Logic programming library development log

But why does the logic have to be first order to do that? Mathematicians evaluate the truth of higher order relations all the time.

Why not allow any number of left arguments, if you're going to distinguish the relation as an upvar?

But in a perfect world I could say

?list items from ?a to ?b are ?result

and you'd make a relation named _ items from _ to _ are _. But the user would refer to it the way I wrote it above. I know, upvars would have to be more flexible.

Because people have figured out how to evaluate the Horn clause subset of first-order logic very efficiently. And I'm pretty sure higher-order is computationally expensive to evaluate.

Yeah. I remember AI people at both MIT and Stanford working on that sort of thing in my even more ignorant youth. But still, one should be able to use easy methods on easy problems and still have hard methods for hard problems. (Not so much conceptually hard, I think, as just exponential time.)

OK. I was going to look into that option anyway.

There’s practical reasoning behind that: dropping a reporter block onto a double arrow ( ◁▷ ) that is followed by at least one slot in the same line, is rather difficult, or close to impossible (granted, one may make a copy of the block, paste that onto the arrow, subsequently delete the original). Therefore I only use multi-inputs at the end of a line - if necessary I’ll insert a line break, which IMO isn’t suitable here. OTOH, it’s not very likely that anyone is going to use an input list here. So I’ll reconsider.

… back to SICP

In order to make a reasonably efficient logic programming interpreter, I’ll need to implement memoization. I edited some code I used earlier for memoizing recursive operations:

(corrected version; the original contained a bug)

When I’m going to use this for storing solutions to a goal (“relation” will be item 1 of the arguments), I need to make sure that the number of arguments of that type of relation is always the same, for this algorithm to work.. So if a type of relation’s arguments number is variable, I may have to insert the arity as an extra argument for memoization.

The function uses the following simple lookup function:

I would have preferred to use item (key) of (table) - unfortunately that doesn’ t work for numbers, so I made this one up.

You can have the value part of each kv-pair to be itself a pair consisting of a value and a sub-dictionary. Then, if there are no more levels you report the value part, and if there are more levels you do the recursive call on the sub-dictionary part. (Pretty sure this is in Chapter 3. ;~P)

I searched SICP for multilevel memoization, but didn’t find it. Pretty sure that what you suggest is exactly what my code does, though.
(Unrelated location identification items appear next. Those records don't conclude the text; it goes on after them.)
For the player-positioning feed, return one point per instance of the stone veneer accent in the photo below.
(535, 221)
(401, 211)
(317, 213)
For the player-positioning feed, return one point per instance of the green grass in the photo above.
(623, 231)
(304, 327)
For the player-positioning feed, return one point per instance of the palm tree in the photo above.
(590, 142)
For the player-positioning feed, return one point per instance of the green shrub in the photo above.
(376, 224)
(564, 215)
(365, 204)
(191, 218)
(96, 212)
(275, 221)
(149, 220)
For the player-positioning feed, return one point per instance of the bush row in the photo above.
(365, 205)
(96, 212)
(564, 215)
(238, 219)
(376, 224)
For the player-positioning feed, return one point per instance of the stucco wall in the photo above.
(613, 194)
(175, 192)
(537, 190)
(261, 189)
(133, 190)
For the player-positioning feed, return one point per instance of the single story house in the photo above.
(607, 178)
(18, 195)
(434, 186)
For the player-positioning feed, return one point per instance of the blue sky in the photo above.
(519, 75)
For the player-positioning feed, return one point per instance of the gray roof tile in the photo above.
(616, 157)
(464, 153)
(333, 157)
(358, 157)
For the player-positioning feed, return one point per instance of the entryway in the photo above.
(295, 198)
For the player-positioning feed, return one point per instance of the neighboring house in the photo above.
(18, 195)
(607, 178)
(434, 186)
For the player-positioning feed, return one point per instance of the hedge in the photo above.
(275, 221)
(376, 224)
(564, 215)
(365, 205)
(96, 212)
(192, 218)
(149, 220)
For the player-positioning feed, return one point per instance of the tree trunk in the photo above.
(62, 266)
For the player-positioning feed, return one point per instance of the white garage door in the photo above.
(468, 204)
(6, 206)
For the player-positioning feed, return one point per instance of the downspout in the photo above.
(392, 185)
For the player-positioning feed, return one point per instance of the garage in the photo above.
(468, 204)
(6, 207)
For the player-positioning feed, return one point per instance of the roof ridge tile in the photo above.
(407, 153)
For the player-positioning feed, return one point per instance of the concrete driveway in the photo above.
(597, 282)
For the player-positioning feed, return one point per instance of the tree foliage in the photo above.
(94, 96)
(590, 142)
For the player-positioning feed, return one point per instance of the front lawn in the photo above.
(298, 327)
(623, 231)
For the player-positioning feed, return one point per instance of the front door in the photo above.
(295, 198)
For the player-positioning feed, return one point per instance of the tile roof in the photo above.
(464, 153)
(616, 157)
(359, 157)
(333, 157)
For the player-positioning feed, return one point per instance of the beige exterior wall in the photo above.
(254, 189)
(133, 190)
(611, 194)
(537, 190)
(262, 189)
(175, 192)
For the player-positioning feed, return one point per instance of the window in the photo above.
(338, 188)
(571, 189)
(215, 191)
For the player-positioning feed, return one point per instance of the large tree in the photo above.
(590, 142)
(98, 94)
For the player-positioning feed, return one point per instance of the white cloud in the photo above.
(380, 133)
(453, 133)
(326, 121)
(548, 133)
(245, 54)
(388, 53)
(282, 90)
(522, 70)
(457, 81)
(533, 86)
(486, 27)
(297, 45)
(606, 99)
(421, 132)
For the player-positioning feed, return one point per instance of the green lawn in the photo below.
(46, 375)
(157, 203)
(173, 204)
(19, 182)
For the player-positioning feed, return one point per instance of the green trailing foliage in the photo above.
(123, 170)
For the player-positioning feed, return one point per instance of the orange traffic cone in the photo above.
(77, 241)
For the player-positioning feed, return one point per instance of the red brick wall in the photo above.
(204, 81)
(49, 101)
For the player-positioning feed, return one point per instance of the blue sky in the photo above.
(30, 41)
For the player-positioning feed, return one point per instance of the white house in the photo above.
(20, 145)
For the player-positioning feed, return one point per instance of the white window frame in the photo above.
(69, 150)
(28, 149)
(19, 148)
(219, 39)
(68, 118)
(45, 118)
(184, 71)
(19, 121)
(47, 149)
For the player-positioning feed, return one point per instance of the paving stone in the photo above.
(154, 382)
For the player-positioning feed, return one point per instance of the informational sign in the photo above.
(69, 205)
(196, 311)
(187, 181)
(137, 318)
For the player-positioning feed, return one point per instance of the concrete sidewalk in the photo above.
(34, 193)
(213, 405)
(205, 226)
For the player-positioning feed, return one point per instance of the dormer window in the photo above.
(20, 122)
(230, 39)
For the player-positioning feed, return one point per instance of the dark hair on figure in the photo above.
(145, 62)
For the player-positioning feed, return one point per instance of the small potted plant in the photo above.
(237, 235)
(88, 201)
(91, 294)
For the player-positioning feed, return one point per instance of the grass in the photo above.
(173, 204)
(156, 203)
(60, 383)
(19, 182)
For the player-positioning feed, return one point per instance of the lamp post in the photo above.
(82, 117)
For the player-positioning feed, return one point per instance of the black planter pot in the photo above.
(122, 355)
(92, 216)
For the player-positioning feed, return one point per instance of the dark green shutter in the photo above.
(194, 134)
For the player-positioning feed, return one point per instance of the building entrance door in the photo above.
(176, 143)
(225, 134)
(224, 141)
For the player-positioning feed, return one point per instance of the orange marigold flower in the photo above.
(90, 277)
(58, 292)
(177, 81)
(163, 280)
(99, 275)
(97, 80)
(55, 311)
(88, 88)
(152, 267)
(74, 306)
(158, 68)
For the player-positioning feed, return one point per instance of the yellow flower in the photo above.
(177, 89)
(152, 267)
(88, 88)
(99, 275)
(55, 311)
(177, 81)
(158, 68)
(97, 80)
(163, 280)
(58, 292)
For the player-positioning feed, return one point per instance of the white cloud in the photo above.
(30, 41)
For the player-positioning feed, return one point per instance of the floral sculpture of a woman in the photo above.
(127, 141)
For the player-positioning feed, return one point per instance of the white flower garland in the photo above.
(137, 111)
Ah, sorry, I didn't make myself clear. Memoization is an application of the table data structure. (This is true in general, not just in SICP-land.) There isn't anything specifically about multilevel memoization, but that's just memoization in a multilevel table. Tables are Section 3.3.3 and n-dimensional tables are ex. 3.25. The detail about allowing both a value and a subtable for the same key is, I guess, one of my exam problems. :~)
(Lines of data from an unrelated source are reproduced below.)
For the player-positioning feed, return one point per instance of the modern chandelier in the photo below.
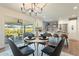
(33, 8)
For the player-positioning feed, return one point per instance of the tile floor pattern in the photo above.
(73, 47)
(8, 51)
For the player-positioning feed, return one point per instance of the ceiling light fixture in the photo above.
(33, 8)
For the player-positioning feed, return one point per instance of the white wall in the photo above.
(72, 33)
(72, 29)
(2, 32)
(11, 13)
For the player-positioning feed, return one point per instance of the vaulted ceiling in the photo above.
(52, 11)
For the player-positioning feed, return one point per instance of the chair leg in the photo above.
(42, 54)
(33, 54)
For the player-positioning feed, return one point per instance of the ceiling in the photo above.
(52, 11)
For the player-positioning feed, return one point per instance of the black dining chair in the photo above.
(53, 51)
(20, 51)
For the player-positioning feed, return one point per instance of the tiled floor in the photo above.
(73, 47)
(8, 52)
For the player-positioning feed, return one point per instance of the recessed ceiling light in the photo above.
(75, 7)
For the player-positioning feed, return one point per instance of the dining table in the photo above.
(37, 40)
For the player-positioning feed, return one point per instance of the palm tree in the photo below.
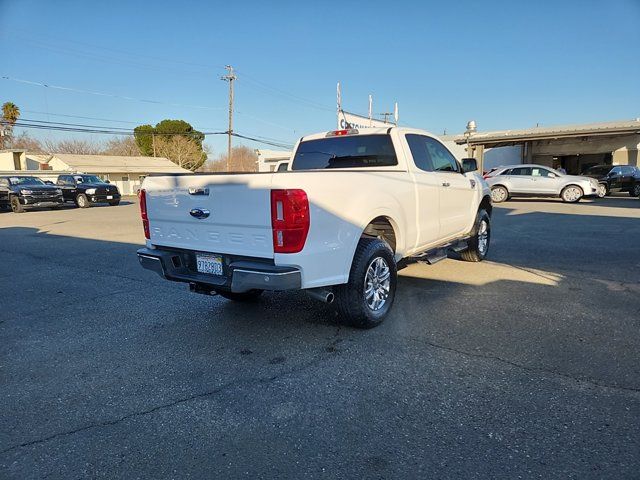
(10, 114)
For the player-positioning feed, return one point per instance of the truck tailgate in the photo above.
(239, 207)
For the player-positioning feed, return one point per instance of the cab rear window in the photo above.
(355, 151)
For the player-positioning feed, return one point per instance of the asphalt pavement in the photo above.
(523, 366)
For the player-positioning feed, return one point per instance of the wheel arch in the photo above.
(486, 204)
(385, 228)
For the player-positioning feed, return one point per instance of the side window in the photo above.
(418, 147)
(540, 172)
(521, 171)
(441, 158)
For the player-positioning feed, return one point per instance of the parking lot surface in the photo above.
(523, 366)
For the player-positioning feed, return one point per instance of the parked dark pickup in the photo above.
(20, 192)
(85, 190)
(618, 178)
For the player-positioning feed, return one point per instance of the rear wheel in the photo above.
(82, 201)
(571, 194)
(499, 194)
(366, 299)
(249, 296)
(479, 241)
(16, 206)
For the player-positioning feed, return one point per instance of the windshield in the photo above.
(88, 179)
(352, 151)
(25, 181)
(598, 170)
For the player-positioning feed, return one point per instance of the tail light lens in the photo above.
(289, 220)
(143, 214)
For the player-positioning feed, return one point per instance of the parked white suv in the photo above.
(353, 208)
(538, 181)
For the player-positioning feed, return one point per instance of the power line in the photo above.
(96, 129)
(103, 94)
(135, 61)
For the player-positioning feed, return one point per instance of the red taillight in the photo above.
(143, 214)
(289, 220)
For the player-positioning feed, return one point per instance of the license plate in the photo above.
(211, 264)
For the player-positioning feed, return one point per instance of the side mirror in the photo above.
(469, 165)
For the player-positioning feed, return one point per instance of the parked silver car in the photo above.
(528, 180)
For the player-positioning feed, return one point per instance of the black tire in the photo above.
(603, 191)
(478, 249)
(82, 201)
(350, 298)
(250, 296)
(565, 196)
(501, 194)
(16, 206)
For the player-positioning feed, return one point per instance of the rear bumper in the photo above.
(103, 198)
(30, 201)
(240, 276)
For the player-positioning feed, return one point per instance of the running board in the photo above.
(440, 253)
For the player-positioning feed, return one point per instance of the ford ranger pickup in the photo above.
(353, 208)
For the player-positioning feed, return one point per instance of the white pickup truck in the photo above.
(353, 208)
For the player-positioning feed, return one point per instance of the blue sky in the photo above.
(505, 64)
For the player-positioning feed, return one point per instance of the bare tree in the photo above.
(181, 151)
(72, 146)
(10, 115)
(243, 159)
(125, 146)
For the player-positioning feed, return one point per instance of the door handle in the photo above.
(198, 191)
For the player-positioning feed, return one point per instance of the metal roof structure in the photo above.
(623, 127)
(113, 163)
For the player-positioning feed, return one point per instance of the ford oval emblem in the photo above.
(199, 213)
Taking into account @bh’s suggestions (or directions, actually), I am manually translating relevant SICP code to Snap! - so I can at least see how it works (not necessarily going to use all of it in the end).

One piece of code I'm not sure I don't understand (at all) is on p. 642 (§ 4.4.4.2):

(define (always-true ignore frame-stream) frame-stream)

I now guess this translates as: a reporter always-true with two arguments (such as another reporter, and a stream), ignoring the first argument and reporting the second.

(put ‘always-true ‘qeval always-true)

And this would make an entry into a table implementing polymorphism, I suppose. The put function (with its sibling get) is a bit hard to find within the SICP text, it's not mentioned in the index and I believe I saw two different implementations but I can't remember where exactly, probably somewhere between pages 150 and 600-something. in § 2.4.3, and § 3.3.3, and perhaps somewhere else too; really confusing is in § 4.4.4.2 it appears as if the arguments have been switched.

Could anyone knowledgeable (@bh, @toontalk?) explain what this means, and how that would translate into Snap!confirm this ?

Also, I’d like to be sure that (p. 656, § 4.4.4.7):

(define (contents exp)
_ (if (pair? exp)
_ _ (cdr exp)
_ _ (error “unknown expression CONTENTS” exp)))

[BTW the “_”s mean nothing, I am merely using them for layout (indentation)]

… can safely be translated into Snap! as:

… or even just:

… ?

Uh oh, am I being too controlling?

ALWAYS-TRUE: The general form of a rule is
(rule (conclusion) body)
analogous to
(define (function args...) body)
in Scheme.

How do you try using a rule to satisfy a query? There are two steps: (1) Unify the conclusion of the rule with the query. (2) If that succeeds (i.e., doesn't report FAILED), then qeval the body in the frame-stream it reports. This gives rise to a possibly-extended-or-shortened stream of possibly-extended frames.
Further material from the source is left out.